A verdade é: sempre vale a pena arriscar, desafiar o ecossistema pelo “desenvolvimento econômico”.

A verdade é: as catástrofes, assim como as guerras, estimulam a chegada de dinheiro e a construção civil.

Esta prática é antiga, políticos e empreiteiros ficam doidos só de pensar nas verbas depois da desgraça alheia.

A verba, onde e como será aplicada?


Não é um assunto em pauta, o importante que a grana estará disponível e pode alimentar mais uma vez a máquina da insensatez coletiva; o mesmo e velho modelo de urbanização, se é que podemos chamar assim esta ocupação desenfreada das áreas de risco ambiental.

A exclusão de muitos, em benefício de poucos, socorre tudo depois da tragédia, sobretudo políticos em ano eleitoral, “mostra ação e sensibilidade, mas não, ninguém se toca para a falha gerencial", como bem criticou o diretor da ONG Contas Abertas, Gil Castelo Branco.

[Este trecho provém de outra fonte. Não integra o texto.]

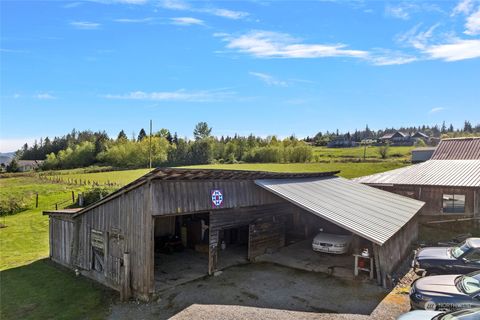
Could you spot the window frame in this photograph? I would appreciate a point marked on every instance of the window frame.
(453, 208)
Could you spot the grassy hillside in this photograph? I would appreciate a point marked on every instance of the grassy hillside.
(371, 152)
(31, 286)
(347, 169)
(34, 288)
(78, 177)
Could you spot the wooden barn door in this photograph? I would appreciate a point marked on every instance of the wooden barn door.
(115, 258)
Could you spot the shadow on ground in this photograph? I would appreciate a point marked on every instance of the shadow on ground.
(262, 285)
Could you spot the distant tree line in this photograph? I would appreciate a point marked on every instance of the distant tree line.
(443, 131)
(85, 148)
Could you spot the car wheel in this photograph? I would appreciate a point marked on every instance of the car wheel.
(433, 272)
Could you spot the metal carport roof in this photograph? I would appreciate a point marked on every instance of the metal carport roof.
(371, 213)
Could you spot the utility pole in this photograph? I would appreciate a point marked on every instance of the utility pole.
(150, 147)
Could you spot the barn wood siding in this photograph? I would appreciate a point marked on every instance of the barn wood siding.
(397, 248)
(126, 217)
(176, 197)
(432, 196)
(257, 218)
(61, 236)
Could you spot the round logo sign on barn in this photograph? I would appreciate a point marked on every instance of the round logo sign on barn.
(217, 198)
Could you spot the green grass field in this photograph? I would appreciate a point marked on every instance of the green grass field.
(43, 290)
(347, 169)
(34, 288)
(118, 177)
(371, 152)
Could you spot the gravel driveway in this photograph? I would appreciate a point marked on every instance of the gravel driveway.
(262, 285)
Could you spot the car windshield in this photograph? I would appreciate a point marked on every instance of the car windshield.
(469, 314)
(460, 249)
(470, 284)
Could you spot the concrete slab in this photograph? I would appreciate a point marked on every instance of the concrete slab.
(178, 268)
(232, 256)
(261, 285)
(301, 256)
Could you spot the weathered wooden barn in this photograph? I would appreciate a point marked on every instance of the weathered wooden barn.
(215, 213)
(449, 183)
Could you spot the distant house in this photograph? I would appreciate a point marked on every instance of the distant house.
(422, 154)
(397, 138)
(420, 135)
(342, 143)
(28, 165)
(449, 183)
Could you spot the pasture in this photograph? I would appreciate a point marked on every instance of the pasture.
(34, 288)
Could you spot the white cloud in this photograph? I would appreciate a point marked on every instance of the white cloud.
(72, 5)
(13, 144)
(129, 20)
(387, 58)
(472, 25)
(415, 38)
(436, 110)
(268, 79)
(458, 49)
(225, 13)
(404, 10)
(179, 95)
(400, 12)
(219, 12)
(175, 5)
(45, 96)
(132, 1)
(463, 6)
(187, 21)
(85, 25)
(442, 47)
(267, 44)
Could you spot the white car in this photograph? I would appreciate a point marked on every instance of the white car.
(331, 243)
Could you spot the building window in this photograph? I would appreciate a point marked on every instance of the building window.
(453, 203)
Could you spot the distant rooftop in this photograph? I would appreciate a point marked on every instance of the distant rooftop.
(451, 173)
(458, 149)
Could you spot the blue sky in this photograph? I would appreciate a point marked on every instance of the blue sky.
(266, 67)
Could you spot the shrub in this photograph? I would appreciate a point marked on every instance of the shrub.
(94, 194)
(11, 206)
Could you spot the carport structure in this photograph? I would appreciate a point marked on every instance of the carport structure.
(220, 218)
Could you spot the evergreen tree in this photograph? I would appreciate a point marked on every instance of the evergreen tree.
(141, 135)
(444, 128)
(122, 136)
(202, 131)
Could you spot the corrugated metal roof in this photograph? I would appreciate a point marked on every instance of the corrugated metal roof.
(371, 213)
(458, 149)
(451, 173)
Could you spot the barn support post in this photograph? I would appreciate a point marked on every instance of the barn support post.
(212, 252)
(75, 240)
(376, 257)
(125, 291)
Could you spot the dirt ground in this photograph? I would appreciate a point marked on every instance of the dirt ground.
(262, 285)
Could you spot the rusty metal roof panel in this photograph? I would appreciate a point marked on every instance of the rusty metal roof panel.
(458, 149)
(371, 213)
(448, 173)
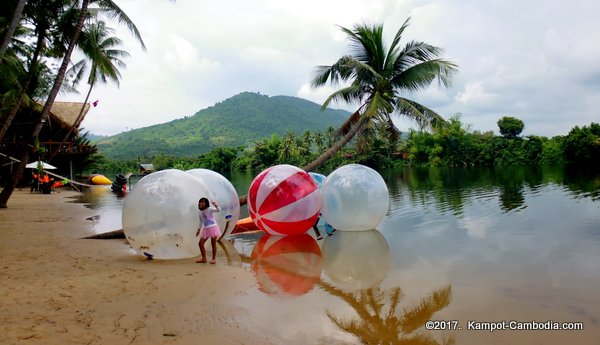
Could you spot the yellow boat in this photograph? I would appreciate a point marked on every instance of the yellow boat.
(100, 179)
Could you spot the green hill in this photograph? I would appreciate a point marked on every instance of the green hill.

O Sr. João Lira, assim como outros também serão beneficiados.

Com a palavra o relator do projeto de mudança do código Florestal, Sr. Aldo Rebelo e outros que querem alterar uma lei que quase nunca é respeitada, gerando desgraças e mais desgraças, mas que se fosse respeitada evitaria o pior.

Se temos um futuro de incertezas, temos um passado de realidade que a novela e o canavial moderno não mudam, respeito as leis.